I remember taking an all-night nap in the car at a roadside rest area in North Carolina. By the second night I so craved a shower, a comfortable bed, and an air conditioner that I splurged on a motel room in Lake City, Fla.
I eventually found a sunny apartment complex in south Florida that was perfect: low rent, pool, maid service, color TV, and a kitchenette to cook meals in. I could have stayed there forever.
But the landlord would not let me stay there forever.
In November came tourist season. The rent on the place would skyrocket from $135 a month to $650. I was suddenly living in panicsville. I coaxed, I pleaded, I begged the landlord for a fair year-round deal. It was no use.
But the landlord did steer me to another landlord who owned a duplex some miles away. The place was unfurnished, and insects loved it a great deal. I didn't like the idea of the landlord charging me a "furnished" rent rate. We negotiated.
Eventually, the landlord started up his Ford Econoline van and went out on the prowl. He must have raided every yard sale in the county, and came back with an unspeakable array of bedding, tables, and chairs.
There was a couple who lived next door that did not like each other at all. In the middle of the night I would have to drag my box spring from the north room to the south room, and close all doors in between. Then I could sleep.
By February the next year, I could no longer endure Cockroach Manor. I went looking for better housing.
I found a landlord in Englewood who had a motel that was full, but he needed a handyman to work two hours in the evenings painting, planting, and watering.
I had a job by then, but if I worked two hours a day I could live in his garage free. I would save on rent, had use of electricity, water, a rowboat, and fishing gear. In the midst of inflation and recession, I had found a kind of heaven.
I fished in Lemon Bay, caught flounder and sheepshead. The pelicans would spot me fishing in the boat and come in for a landing. When a strike came on the line, I had to keep my dinner from becoming the pelicans' dinner, and it was difficult with six or seven of them watching me and my fishing pole.
A letter came from my parents, asking me to come north for two weeks on summer vacation.
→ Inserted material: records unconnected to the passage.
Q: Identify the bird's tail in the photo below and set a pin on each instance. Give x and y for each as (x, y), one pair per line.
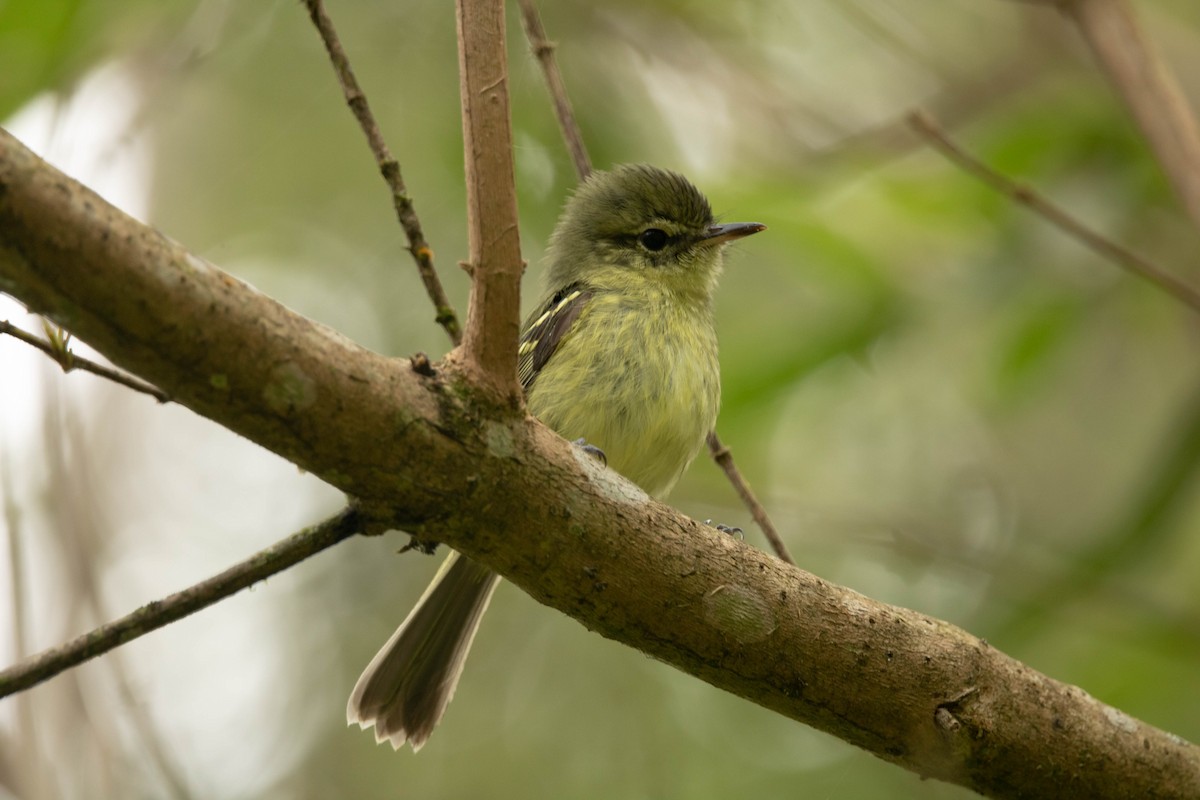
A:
(406, 689)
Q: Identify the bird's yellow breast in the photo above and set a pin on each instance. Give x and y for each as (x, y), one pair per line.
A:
(640, 380)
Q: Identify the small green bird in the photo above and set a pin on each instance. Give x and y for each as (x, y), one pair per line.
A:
(622, 354)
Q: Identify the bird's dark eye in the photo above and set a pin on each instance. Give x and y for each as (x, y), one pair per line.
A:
(653, 239)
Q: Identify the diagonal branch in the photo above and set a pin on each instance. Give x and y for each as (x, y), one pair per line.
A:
(69, 361)
(493, 318)
(1119, 254)
(163, 612)
(389, 168)
(425, 453)
(1147, 88)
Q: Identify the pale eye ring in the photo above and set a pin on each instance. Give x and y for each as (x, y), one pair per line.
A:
(653, 239)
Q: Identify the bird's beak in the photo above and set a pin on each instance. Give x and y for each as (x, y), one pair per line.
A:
(729, 232)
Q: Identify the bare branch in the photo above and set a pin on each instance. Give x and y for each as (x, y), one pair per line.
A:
(426, 455)
(724, 459)
(61, 355)
(389, 168)
(1147, 88)
(160, 613)
(544, 49)
(1122, 257)
(493, 319)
Continental Trailways bus lines had a super deal going at the time: You could travel to any destination east of the Mississippi and back again for $55.
When summer came, I went north for a visit.
But while I was gone, the building inspector inspected the motel, looked in the garage, and saw my slippers under the four-poster bed.
When I returned, I could live in the garage no more.
A ROOM had become available at the motel, though, and because I had done so much work around the place I was charged a very low rent. Living in the garage had been a sort of warped romantic bohemian life, taking outdoor showers in the tin-walled stall with no roof.
Now I had decency all around me, and didn't wake up each morning next to lawn mowers, wheelbarrows, and bags of fertilizer.
Things were looking up.
The biggest delight was that the long lines for gasoline were gone. And as soon as I found a new alternator for my car, I could take advantage of this. The money saved on rent would go for a down payment on a home, so tourist season could come and go without my having to sleep in the car as well.